Dívida pública: um casamento de inconveniência

Para mim, que percebo tanto de Economia como muitos economistas, ou seja, nada, é aceitável a ideia de que os cidadãos de um país tenham de pagar as dívidas contraídas por esse mesmo país, tal como, de certo modo, deverá acontecer entre cônjuges num casamento com comunhão de adquiridos.

Recorrendo, ainda, à imagem do matrimónio, o modo como a história da dívida pública está a ser-nos contada pelos governantes poderia corresponder a qualquer coisa como um marido, depois de gastar o dinheiro comum em jogos de azar e em jantares com amigos, acusar a mulher de ter arruinado o casal por causa de um vestido que comprou há dois meses.
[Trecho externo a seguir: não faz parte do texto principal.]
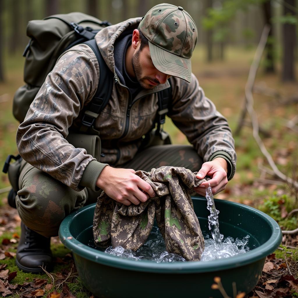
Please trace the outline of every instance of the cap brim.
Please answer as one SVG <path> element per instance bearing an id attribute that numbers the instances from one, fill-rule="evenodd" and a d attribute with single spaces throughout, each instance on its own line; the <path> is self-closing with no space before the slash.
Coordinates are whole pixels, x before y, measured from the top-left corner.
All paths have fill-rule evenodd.
<path id="1" fill-rule="evenodd" d="M 190 58 L 183 58 L 169 53 L 150 41 L 149 48 L 154 66 L 160 72 L 190 83 L 191 64 Z"/>

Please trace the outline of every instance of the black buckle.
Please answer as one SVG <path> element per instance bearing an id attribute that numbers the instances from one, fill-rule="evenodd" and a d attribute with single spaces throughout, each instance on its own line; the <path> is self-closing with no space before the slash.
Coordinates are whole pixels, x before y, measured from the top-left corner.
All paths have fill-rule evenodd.
<path id="1" fill-rule="evenodd" d="M 82 119 L 82 124 L 88 127 L 92 126 L 94 123 L 95 118 L 86 114 L 84 114 Z"/>
<path id="2" fill-rule="evenodd" d="M 21 155 L 18 154 L 16 156 L 15 156 L 12 154 L 9 155 L 6 158 L 6 160 L 4 163 L 4 165 L 3 167 L 3 169 L 2 171 L 6 174 L 8 171 L 8 168 L 9 167 L 9 164 L 10 163 L 10 161 L 12 159 L 14 159 L 15 161 L 21 158 Z"/>

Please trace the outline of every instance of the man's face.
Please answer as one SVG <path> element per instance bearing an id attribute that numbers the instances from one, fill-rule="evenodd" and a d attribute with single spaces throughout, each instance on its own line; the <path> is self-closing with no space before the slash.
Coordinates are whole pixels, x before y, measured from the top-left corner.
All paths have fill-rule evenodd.
<path id="1" fill-rule="evenodd" d="M 139 48 L 132 57 L 132 66 L 136 77 L 142 88 L 152 89 L 160 84 L 164 84 L 171 76 L 160 72 L 153 64 L 149 46 Z"/>

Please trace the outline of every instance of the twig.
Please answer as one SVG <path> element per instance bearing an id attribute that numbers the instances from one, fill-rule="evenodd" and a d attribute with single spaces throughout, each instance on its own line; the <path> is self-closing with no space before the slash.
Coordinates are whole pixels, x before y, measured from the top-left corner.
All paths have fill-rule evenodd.
<path id="1" fill-rule="evenodd" d="M 283 182 L 277 180 L 270 180 L 269 179 L 265 179 L 263 178 L 256 178 L 254 179 L 255 181 L 258 182 L 261 182 L 263 183 L 266 183 L 267 184 L 274 184 L 275 185 L 282 185 L 284 184 Z"/>
<path id="2" fill-rule="evenodd" d="M 283 235 L 294 235 L 298 233 L 298 228 L 294 230 L 291 230 L 291 231 L 282 231 L 281 232 Z"/>
<path id="3" fill-rule="evenodd" d="M 0 193 L 7 193 L 11 189 L 11 186 L 7 186 L 7 187 L 5 187 L 4 188 L 1 188 L 0 189 Z"/>
<path id="4" fill-rule="evenodd" d="M 291 272 L 291 271 L 290 270 L 290 267 L 289 267 L 289 264 L 288 263 L 288 262 L 286 260 L 285 260 L 285 263 L 287 264 L 287 267 L 288 267 L 288 270 L 289 271 L 289 273 L 290 273 L 290 275 L 292 275 L 293 274 L 292 274 L 292 272 Z"/>
<path id="5" fill-rule="evenodd" d="M 295 212 L 298 212 L 298 209 L 293 209 L 291 211 L 290 211 L 289 212 L 289 214 L 288 215 L 288 216 L 287 217 L 288 217 L 290 215 L 291 215 L 293 213 L 295 213 Z"/>
<path id="6" fill-rule="evenodd" d="M 246 107 L 252 120 L 253 135 L 261 151 L 266 157 L 269 164 L 273 170 L 274 174 L 283 181 L 286 181 L 288 183 L 293 185 L 295 187 L 298 188 L 298 182 L 294 181 L 280 171 L 274 163 L 271 155 L 266 149 L 259 134 L 259 123 L 257 116 L 253 107 L 254 98 L 252 90 L 255 79 L 257 72 L 266 45 L 270 30 L 269 26 L 268 25 L 266 25 L 263 29 L 261 39 L 256 52 L 254 61 L 249 69 L 248 78 L 245 86 L 245 97 L 247 101 Z"/>
<path id="7" fill-rule="evenodd" d="M 283 249 L 281 247 L 277 247 L 277 249 L 279 249 L 280 250 L 283 250 Z M 285 253 L 286 254 L 293 254 L 293 253 L 291 252 L 286 252 Z"/>

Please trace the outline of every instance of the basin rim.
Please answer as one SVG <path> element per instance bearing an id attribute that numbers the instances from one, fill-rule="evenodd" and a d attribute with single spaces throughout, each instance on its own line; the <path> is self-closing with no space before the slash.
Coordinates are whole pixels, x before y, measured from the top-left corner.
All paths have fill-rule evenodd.
<path id="1" fill-rule="evenodd" d="M 193 198 L 193 200 L 206 199 Z M 272 253 L 279 246 L 282 235 L 280 228 L 273 218 L 262 211 L 250 206 L 239 203 L 214 199 L 220 204 L 231 204 L 257 213 L 264 218 L 271 228 L 271 235 L 269 239 L 260 246 L 245 254 L 235 257 L 201 262 L 199 261 L 175 263 L 156 263 L 150 261 L 136 260 L 125 259 L 105 253 L 90 247 L 80 242 L 70 232 L 72 222 L 80 212 L 94 208 L 96 203 L 88 205 L 71 213 L 62 221 L 59 229 L 59 237 L 62 243 L 74 254 L 99 264 L 128 270 L 156 273 L 190 273 L 218 271 L 244 266 L 257 262 Z"/>

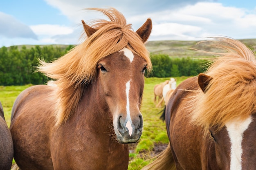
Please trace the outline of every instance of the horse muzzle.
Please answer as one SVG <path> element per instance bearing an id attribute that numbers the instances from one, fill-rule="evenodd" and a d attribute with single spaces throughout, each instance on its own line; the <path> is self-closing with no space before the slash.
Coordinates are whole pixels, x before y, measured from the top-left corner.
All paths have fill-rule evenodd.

O marido, representando, aqui, o governo, criticaria, então, a mulher, usando a frase da moda: “Tens andado a viver acima das nossas possibilidades.” Já se sabe que a pobre esposa será obrigada a contribuir para o pagamento da dívida, mas, a não ser que seja destituída, não admitirá que lhe atirem à cara culpas que não tem.

Tal como a esposa vilipendiada, até posso admitir que sou obrigado a pagar as asneiras de outros. Agradecia, no entanto, que não me dissessem que a gestão continuamente danosa de instituições como hospitais, meios de comunicação ou Segurança Social, a destruição sistemática do tecido produtivo ao longo de vários anos, as parcerias de lucros privados e prejuízos públicos, a nacionalização de um banco à custa dos contribuintes ou o desperdício sempre infindável e actual dos delírios madeirenses se devem ao facto de eu ter vivido acima das minhas possibilidades.

É claro que qualquer esposa tem, sobre mim, a grande vantagem de poder recorrer ao divórcio ou de usar uma frigideira como arma de arremesso. Mesmo não tendo escolhido o valdevinos com que me obrigam a viver, não só tenho de pagar o dinheiro que ele me gasta como ainda tenho de o ouvir dizer que a culpa é minha. Para além disso, não tenho força suficiente para atirar frigideiras para São Bento ou para Paris.